It is precisely those “scales of measurement” that
need our attention. It would be easy to
mire our thanks in the worry over an unsustainable national debt growing exponentially
with unchecked deficit spending, nationwide continued high unemployment with
faltering consumer confidence, the looming “fiscal cliff,” the rockets flying
in Gaza, or the riots in Greece and the potential relevance of their forced
austerity to our own economy. But history
demonstrates that in light of rampant pessimism and despair, we still need to recognize
that there is much to be thankful for.
It started in 1623, when Governor Bill Bradford along
with his fellow Plymouth colonists sat and feasted with the Wampanoag Indians for
three days: 72 hours! (That’s just about
as long as we will have to spend at the gym to unstuff our gullets and
arteries.) Back then, they were thankful
that they had had a harvest big enough that they weren’t going to suffer the
same starvation and death they had endured during the previous two winters.

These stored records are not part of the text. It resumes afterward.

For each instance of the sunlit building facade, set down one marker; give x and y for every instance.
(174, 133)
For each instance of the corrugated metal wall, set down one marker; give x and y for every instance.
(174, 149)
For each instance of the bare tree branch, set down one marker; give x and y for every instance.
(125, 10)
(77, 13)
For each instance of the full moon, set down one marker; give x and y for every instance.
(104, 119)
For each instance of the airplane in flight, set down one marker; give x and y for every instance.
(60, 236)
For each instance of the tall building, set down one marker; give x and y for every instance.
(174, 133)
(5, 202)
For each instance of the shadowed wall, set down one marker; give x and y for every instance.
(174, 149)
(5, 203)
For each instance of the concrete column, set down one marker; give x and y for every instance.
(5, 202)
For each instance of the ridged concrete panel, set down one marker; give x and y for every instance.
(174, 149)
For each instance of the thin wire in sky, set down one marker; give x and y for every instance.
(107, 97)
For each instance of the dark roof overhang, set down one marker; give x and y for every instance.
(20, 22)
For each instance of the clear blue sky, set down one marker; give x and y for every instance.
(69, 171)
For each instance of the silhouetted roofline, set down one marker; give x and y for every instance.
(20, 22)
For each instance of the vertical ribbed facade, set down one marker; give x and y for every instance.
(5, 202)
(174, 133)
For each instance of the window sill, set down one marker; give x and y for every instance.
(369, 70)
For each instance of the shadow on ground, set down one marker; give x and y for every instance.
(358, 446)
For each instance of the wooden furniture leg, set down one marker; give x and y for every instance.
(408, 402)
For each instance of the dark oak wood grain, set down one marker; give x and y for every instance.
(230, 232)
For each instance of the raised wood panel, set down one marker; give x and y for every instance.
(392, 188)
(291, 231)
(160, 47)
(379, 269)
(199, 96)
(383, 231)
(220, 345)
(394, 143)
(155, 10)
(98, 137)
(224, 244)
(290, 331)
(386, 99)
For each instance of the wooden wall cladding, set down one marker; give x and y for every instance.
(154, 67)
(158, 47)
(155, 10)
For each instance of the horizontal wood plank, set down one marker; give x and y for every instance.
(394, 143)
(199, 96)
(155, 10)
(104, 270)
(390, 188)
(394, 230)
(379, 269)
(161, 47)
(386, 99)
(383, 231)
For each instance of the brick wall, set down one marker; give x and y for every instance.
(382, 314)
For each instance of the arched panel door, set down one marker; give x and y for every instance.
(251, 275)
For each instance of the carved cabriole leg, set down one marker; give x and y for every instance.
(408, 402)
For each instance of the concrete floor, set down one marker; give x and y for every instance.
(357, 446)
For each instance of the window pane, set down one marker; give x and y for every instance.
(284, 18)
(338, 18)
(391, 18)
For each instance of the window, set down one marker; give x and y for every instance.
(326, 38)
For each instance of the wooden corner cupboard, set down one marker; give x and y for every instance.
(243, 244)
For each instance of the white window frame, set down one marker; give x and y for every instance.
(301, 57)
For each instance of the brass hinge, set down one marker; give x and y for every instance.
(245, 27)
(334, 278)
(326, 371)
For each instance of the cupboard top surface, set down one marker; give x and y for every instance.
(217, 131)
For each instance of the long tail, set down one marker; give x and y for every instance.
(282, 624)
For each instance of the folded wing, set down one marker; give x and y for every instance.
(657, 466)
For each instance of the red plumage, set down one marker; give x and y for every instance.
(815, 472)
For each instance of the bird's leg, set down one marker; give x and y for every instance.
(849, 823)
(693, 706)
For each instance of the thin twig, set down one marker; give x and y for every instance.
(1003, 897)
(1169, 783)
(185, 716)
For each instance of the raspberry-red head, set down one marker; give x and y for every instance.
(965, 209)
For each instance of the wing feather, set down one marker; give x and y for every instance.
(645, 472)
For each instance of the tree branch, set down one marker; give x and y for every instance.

These early settlers were thankful they had something, anything to eat, now we as a
society are so spoiled that we get pissed if the supermarket runs out of our
favorite dinner rolls.
About
150 years later, after we had burned a few witches, decimated most of the
indigenous peoples, and started importing cheap labor from Africa, George W
(no, the other one) in remembrance of those Pilgrims, signed a proclamation of Thanksgiving
in 1789 to celebrate the end of hostilities with mother England and the recent ratification
of the U.S. Constitution (which of course immediately instigated what we now refer
to as “American Politics”).
Then a scant 74 years later, Haywood County, North
Carolina native (that’s what they say around here) turned president, Abraham
Lincoln, signed a new Thanksgiving proclamation in an attempt to “heal the
wounds of the nation” and to urge people to offer tender care to “all those who
have become widows, orphans, mourners or sufferers in the lamentable civil
strife.” By Honest Abe’s decree, the
day-of-thanksgiving was to be celebrated on the LAST Thursday of November in
perpetuity. And it stayed that way until
1939, when FDR in the midst the “great depression” moved it up a week to spur
retail sales and stimulate the failed economy. (Roosevelt is responsible for Black
Friday! Take that Walmart.)
So even if you had to buy some substitute bread,
and as we continue to argue over the interpretation of our national laws,
divided as we are into red and blue states of differing philosophies, licking
the wounds of yet another long war, and struggling with a precarious economy,
there still should be gracious thanks.
Look across the table at your love, your child, your grandchild, or your
friends, perhaps experience the joy of volunteering at your local mission, Ronald
McDonald House or VA hospital, and look into the eyes of those who feel blessed
because you are there. Measure the bounties of your life by whatever scales are
needed, and then, today and every day, give a look up to Heaven and pray: A Happy Thanksgiving.